I have a friend, Jonathan, who is honestly the perfect living example of this passage. I have never once heard a bad word out of his mouth about another person. Jonathan is a minister in Dallas, and I met him in seminary. It wasn’t until after a year or so that I started to realize he simple does not have a negative bone in his body.
He’s always positive. Not in that obnoxiously perky way, but he’s always got a good word about someone. He’s the one who really challenged me to always look for the good in someone else, whether he meant to or not.
Jonathan keeps his heart with vigilance because he knows that from his heart and from his love of our Creator, springs forth life. And that’s key really, isn’t it? We have to keep our integrity about us even when the world seems to be going horribly, when that one particular person really ticks us off and makes us mad, when something happens that we feel is incredibly unjust.
We have to have integrity, we have to keep our heart, our thoughts, our mouths, in line with what God teaches us and with what the scriptures say. Only from that will life spring.
Integrity is an interesting word. It’s one I’ve used a lot, and I picked that up from my mom, but I think some people just don’t understand exactly what it means. According to my Google definition, it means “the quality of being honest and having strong moral principles, moral uprightness. The state of being whole and undivided.”
Honesty. Honor. Good Character. Virtue. Fairness. Sincerity. Trustworthiness. Truthfulness. Ethics. Righteousness.
What a beautiful word! It’s so much more than just honesty and morality. It’s all about how someone else relates to us. Just like Jonathan. I trust him, deeply, because I know he’s never going to say a bad word about me. That he’s going to pray for me and uplift me, that he’s going to take whatever information I give him and just let that sit between him and his faith.
This is very much his reality. It’s how he leads himself, how he conducts himself, how he represents his faith to everyone around him. I have no idea how or why Jonathan ended up this way, but I do know that it makes him that much of a better Christian than me.
What would it mean to have honesty in our faith? Some people say they hesitate to say Merry Christmas these days because they’re worried they’re going to offend someone, or to even say that they’re praying for someone else. But if you don’t, are you being honest to yourself and God? Is it about offending someone or is it about being true to yourself?
That’s a struggle. It’s hard to wage that war within yourself. Because part of our faith tells us not to harm someone else. It tells us we don’t want to be off-putting in how we present our faith to others. It’s not simply one or the other, it’s a mixture of the two and a very thin line we have to walk.
The second verse of this passage says, “Put away from you crooked speech, and put devious talk far from you.” This is something we all struggle with. Even Jonathan, I’m sure, struggles with this. He’s just has a boat load more integrity than the average person. He’s the ideal we need to aim for.

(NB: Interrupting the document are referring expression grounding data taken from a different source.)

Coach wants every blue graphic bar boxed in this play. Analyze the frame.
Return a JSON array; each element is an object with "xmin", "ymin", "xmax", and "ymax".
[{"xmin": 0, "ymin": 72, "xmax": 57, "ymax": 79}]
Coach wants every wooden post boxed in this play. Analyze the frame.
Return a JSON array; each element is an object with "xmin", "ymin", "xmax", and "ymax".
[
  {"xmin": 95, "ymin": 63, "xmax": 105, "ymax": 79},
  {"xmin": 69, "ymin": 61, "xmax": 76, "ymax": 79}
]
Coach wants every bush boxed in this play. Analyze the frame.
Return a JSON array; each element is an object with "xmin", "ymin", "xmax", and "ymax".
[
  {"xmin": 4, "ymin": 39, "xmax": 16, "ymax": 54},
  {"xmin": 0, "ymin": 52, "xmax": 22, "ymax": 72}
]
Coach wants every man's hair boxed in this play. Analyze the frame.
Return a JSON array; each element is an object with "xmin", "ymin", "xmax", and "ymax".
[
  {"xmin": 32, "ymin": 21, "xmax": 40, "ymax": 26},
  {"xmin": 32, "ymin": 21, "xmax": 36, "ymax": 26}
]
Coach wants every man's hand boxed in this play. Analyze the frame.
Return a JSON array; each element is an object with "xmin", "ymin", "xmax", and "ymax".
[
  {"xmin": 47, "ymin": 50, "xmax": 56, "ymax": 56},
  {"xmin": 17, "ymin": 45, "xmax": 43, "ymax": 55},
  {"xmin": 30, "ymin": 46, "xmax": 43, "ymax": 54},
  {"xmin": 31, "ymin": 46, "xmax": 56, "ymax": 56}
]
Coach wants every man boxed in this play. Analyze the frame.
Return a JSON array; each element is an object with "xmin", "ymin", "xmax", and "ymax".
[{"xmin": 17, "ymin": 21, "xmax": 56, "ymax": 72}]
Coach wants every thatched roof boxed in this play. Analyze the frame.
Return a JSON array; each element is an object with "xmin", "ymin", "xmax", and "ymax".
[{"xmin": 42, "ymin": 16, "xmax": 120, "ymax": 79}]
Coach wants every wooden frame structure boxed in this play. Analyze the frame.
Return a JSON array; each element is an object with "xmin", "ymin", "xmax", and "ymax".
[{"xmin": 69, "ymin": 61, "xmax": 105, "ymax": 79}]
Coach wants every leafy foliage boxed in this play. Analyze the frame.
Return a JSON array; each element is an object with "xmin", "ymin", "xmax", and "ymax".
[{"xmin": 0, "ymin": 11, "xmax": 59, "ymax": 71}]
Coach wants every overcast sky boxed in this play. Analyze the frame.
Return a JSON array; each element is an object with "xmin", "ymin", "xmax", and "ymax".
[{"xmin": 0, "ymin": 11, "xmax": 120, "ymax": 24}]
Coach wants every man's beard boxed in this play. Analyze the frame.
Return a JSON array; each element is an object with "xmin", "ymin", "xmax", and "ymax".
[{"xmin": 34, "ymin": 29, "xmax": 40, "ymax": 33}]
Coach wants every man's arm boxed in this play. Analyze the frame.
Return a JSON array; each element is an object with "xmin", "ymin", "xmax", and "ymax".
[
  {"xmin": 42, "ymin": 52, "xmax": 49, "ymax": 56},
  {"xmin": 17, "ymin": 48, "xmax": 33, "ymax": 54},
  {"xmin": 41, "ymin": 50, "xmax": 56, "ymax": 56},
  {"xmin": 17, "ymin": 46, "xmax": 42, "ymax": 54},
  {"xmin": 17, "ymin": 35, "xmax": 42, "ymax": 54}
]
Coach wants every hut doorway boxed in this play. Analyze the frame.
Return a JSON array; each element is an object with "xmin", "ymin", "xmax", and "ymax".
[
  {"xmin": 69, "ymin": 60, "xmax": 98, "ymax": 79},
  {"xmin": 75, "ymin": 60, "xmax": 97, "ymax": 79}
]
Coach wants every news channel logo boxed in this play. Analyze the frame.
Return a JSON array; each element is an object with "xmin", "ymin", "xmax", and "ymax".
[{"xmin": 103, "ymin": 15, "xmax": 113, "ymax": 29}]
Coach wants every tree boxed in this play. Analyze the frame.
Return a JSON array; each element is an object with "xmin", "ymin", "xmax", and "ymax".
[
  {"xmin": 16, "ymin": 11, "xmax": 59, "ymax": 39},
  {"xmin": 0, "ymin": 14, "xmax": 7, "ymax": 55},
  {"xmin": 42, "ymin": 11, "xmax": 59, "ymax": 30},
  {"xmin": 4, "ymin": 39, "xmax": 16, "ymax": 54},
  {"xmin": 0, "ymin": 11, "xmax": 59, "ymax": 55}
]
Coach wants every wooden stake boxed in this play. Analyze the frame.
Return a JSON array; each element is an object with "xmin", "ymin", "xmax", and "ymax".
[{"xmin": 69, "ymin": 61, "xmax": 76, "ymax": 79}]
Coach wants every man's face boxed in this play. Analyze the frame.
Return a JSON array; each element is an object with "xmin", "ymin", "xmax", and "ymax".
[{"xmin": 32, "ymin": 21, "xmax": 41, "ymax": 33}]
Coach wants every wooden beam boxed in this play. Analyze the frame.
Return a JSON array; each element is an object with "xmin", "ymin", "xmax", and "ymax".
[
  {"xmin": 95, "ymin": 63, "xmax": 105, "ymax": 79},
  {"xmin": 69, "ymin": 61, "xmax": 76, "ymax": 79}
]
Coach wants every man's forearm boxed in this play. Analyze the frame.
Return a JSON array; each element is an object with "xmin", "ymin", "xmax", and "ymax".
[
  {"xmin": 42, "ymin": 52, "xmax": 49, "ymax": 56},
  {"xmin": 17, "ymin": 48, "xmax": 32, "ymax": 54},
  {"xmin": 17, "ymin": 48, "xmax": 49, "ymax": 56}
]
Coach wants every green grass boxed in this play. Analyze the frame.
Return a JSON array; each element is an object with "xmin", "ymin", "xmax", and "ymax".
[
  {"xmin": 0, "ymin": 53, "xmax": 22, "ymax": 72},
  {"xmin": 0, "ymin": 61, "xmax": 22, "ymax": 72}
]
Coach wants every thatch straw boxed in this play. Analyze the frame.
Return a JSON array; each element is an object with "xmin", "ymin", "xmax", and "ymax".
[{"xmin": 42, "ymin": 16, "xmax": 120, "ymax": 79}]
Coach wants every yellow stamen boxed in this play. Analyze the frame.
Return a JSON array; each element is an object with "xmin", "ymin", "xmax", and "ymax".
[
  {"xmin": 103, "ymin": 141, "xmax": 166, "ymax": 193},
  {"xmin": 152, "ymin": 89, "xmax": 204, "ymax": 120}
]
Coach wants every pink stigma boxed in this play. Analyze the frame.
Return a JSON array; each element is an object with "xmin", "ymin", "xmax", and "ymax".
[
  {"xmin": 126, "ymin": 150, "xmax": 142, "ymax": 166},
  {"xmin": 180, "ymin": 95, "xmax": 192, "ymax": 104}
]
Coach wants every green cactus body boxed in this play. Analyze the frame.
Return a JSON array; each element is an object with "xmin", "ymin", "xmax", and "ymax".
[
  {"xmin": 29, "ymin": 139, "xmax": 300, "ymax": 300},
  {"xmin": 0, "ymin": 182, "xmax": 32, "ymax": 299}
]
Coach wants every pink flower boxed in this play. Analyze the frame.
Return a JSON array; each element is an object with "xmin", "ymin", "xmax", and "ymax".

Crooked speech can come in many forms. It can come bluntly or passively. It can come through the grapevine or directly. These are things we say about another person, usually with our emotions in front of our logic. What I mean by that, is it’s things we don’t think about before we speak.
We don’t think about what God would want us to say or do in that situation. We think about how we’re feeling, how we normally act and interact with others. Or rather we don’t think and we just let everything go without concern for what God may want us to do or say.
That’s where integrity comes into play. That’s where we need to learn to have some and to gain some. Tell the truth, always. Even if it’s going to paint ourselves in a bad light. Even if it might hurt someone else—I want to add a warning that if it’s really going to hurt someone it may not be the truth. Focus on God, focus on what our Creator would want for us and for that other person.
The point of integrity, and particular Christian integrity, is to point our lives toward God, to always keep God straight ahead in our sights. We’re not supposed to deviate from God, not supposed to change direction.
But I can tell you flat out that since the Scripture is telling us not to deviate, people were deviating. They weren’t listening, they weren’t keeping God straight in their sights and they weren’t looking directly forward at our Creator. Even people in the Bible failed.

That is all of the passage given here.